U.S. bond funds saw biggest weekly inflow in 18 months in early Jan

Reuters

Published Jan 13, 2023 06:46AM ET

(Reuters) - U.S. bond funds attracted their biggest weekly inflow in 18 months in the seven days to Jan. 4 on signs of cooling inflation that boosted hopes the Federal Reserve might scale back the size of its interest rate hikes.

Refinitiv Lipper data showed U.S. bond funds attracted a net $10.52 billion worth of purchases, the biggest weekly inflow since late June 2021.

Data released on Thursday showed U.S. consumer prices unexpectedly fell for the first time in more than 2-1/2 years in December amid declining costs for gasoline and other goods, suggesting that inflation was now on a sustained downward trend.

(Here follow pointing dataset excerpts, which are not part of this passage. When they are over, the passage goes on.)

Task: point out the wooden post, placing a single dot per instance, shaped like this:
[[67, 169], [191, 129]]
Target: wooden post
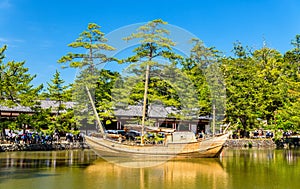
[[214, 119], [145, 103], [95, 111]]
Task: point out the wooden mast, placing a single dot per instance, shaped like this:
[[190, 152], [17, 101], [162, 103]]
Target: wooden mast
[[214, 119], [95, 111], [145, 102]]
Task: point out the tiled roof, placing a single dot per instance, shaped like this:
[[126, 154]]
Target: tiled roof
[[153, 111], [15, 109], [54, 104]]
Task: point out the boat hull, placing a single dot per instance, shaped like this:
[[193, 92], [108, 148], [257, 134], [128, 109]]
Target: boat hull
[[207, 148]]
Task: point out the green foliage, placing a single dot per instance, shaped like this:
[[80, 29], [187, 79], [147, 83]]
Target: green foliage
[[93, 42], [153, 68], [15, 87]]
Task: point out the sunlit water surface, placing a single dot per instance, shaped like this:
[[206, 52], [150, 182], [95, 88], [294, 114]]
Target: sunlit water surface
[[237, 168]]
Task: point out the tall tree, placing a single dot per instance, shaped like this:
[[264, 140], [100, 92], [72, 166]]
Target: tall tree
[[93, 42], [16, 89], [154, 43], [240, 78], [288, 116], [57, 90]]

U.S. taxable bond funds received $8.8 billion, the biggest weekly inflow since late June 2021, while municipal bond funds attracted a net $1.74 billion.

Investors purchased U.S. short/intermediate investment-grade funds of $3.63 billion in their most extensive weekly net buying since Jan 2022, while high-yield, general domestic taxable fixed income, and government bond funds received $2.35 billion, $1.82 billion and $927 million, respectively.

Outflows from equity funds, meanwhile, dropped to an eight-week low of $2.01 billion.

U.S. growth and value funds remained out of favour, with net selling worth about $4 billion and $757 million, respectively.